The trade office is a division of the Minnesota Department of Employment and Economic Development (DEED), which I headed from mid-1995 until Jesse Ventura’s inauguration in January 1999. During my first year on the job, I headed a trade delegation of environmental-product companies to Mumbai and New Delhi. Business delegates learned on that trip that it is easier for Americans to do business in India than in other country. One convenience is that all Indian contracts and most Indian Internet sites are written in English. Another is that the judiciary is independent and enforces a commercial code.
Since that visit, India has reduced its import tariffs and encouraged joint ventures with Indian companies.
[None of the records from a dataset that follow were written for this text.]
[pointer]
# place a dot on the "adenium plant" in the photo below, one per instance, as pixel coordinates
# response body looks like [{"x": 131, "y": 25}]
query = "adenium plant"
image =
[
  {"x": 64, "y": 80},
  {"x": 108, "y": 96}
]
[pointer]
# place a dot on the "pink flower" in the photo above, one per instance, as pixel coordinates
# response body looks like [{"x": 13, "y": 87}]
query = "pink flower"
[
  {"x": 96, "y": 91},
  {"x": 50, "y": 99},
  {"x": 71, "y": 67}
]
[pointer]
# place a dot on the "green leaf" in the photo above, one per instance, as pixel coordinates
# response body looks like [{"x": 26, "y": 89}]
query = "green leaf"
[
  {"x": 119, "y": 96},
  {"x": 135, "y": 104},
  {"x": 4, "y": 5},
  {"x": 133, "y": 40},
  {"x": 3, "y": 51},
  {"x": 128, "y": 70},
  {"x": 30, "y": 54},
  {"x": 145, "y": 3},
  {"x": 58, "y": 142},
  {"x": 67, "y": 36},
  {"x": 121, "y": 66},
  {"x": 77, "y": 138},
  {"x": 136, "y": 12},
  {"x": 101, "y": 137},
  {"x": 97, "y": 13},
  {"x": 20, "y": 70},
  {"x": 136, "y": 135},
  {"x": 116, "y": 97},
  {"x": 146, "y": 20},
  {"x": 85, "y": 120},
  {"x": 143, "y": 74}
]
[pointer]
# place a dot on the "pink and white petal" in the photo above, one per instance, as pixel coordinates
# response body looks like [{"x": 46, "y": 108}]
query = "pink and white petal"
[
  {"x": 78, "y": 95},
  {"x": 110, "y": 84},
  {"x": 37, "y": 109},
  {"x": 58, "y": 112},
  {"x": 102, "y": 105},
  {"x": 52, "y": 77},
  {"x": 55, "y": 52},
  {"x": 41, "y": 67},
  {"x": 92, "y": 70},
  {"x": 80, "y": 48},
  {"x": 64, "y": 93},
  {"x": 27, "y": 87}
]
Less fortunately, the Minnesota Trade Office has been reduced in size and budget since then. A staff of some 35 individuals has been reduced to 18 and moved from the former World Trade Center building into smaller quarters in St. Paul’s First National Bank Building. To be sure, two or three of the departed were farm-commodity specialists who were moved to the Department of Agriculture, and the remaining staff is remarkably capable, and the reductions were made in response to a $4.2 billion budget shortfall.
But the shortfall is in the past, and it should not be necessary to require, for example, the director of the office to assign a single trade representative to cover India and much of the rest of Asia. The legislature should take on its own mission to restore the office to its former size. Someone should write a letter.